On Earth, several thousand electron volts—a unit of energy used in physics—are typically needed to generate the most intense auroras, the dazzling, twisting, snake-like northern and southern lights seen in places close to the planet's north and south poles. Jupiter's auroral potentials are 10 to 30 times higher than those observed on Earth.
But what's puzzling the researchers, says Barry Mauk, a team leader at the Johns Hopkins University Applied Physics Laboratory, is that despite the magnitudes of these potentials seen on Jupiter, they are observed only sometimes and are not the source of the most intense auroras, as they are on Earth.

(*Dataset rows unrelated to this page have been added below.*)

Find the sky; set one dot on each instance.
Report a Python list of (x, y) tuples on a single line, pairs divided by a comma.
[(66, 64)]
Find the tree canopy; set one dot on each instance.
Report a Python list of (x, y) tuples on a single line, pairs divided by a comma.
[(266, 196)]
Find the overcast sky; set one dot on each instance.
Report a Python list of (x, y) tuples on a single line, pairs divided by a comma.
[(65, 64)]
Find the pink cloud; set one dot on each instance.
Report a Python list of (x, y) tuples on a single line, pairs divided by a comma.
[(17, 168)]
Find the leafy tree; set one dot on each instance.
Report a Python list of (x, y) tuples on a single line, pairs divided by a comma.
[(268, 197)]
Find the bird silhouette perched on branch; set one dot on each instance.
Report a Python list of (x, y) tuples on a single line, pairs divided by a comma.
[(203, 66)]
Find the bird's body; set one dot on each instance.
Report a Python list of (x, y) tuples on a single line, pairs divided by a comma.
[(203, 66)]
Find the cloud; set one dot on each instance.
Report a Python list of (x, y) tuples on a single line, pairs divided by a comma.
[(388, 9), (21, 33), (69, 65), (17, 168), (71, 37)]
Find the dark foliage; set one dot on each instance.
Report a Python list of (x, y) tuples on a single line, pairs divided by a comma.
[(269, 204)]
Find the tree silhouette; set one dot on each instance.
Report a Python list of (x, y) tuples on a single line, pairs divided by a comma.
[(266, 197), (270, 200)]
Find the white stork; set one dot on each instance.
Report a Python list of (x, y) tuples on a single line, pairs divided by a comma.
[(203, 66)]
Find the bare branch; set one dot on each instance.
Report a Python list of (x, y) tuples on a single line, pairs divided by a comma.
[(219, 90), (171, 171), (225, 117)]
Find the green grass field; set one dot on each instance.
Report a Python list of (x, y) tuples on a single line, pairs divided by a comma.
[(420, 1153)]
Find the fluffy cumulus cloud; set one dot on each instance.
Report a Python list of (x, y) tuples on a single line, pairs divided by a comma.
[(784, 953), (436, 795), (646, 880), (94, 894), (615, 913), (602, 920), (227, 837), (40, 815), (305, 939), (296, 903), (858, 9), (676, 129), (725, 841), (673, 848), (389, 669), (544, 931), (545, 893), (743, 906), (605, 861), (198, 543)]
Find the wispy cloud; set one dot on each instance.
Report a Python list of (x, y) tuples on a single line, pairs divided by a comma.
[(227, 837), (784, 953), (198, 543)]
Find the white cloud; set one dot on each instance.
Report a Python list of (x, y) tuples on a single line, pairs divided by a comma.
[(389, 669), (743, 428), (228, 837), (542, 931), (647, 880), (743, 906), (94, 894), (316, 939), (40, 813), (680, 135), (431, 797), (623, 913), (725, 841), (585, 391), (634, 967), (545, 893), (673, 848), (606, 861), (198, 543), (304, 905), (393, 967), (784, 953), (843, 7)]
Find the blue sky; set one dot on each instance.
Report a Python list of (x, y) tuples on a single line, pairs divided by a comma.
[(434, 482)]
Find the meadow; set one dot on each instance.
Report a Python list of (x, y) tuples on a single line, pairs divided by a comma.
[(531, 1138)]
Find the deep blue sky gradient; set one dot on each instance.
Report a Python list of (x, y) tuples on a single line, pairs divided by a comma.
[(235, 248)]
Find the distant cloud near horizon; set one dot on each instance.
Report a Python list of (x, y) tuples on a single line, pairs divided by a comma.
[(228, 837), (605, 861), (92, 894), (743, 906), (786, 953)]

Mauk and his colleagues, who lead the investigation for the APL-built Jupiter Energetic Particle Detector Instrument that is aboard the Juno spacecraft, presented their findings online today in the journal Nature.
By examining data collected by the ultraviolet spectrograph and energetic-particle detector that help make up the JEDI instrument, Mauk's team observed signatures of powerful electric potentials, aligned with Jupiter's magnetic field, that accelerate electrons toward the planet's atmosphere at energies up to 400,000 electron volts.
"At Jupiter, the brightest auroras are caused by some kind of turbulent acceleration process that we do not understand very well," Mauk said. "There are hints in our latest data indicating that as the power density of the auroral generation becomes stronger and stronger, the process becomes unstable and a new acceleration process takes over. But we'll have to keep looking at the data."
Scientists consider Jupiter to be a physics lab of sorts for worlds beyond our solar system, but what they learn about the forces driving Jupiter's auroras and shaping its space weather environment also has practical implications in our own planetary backyard.
"These energetic particles that create the auroras are part of the story in understanding Jupiter's radiation belts, which pose such a challenge to Juno and to upcoming spacecraft missions to Jupiter under development," Mauk said. "Engineering around the debilitating effects of radiation has always been a challenge to spacecraft engineers for missions at Earth and elsewhere in the solar system. What we learn here, and from spacecraft[s] ... that are exploring Earth's magnetosphere, will teach us a lot about space weather and protecting spacecraft and astronauts in harsh space environments. Comparing the processes at Jupiter and Earth is incredibly valuable in testing our ideas of how planetary physics works."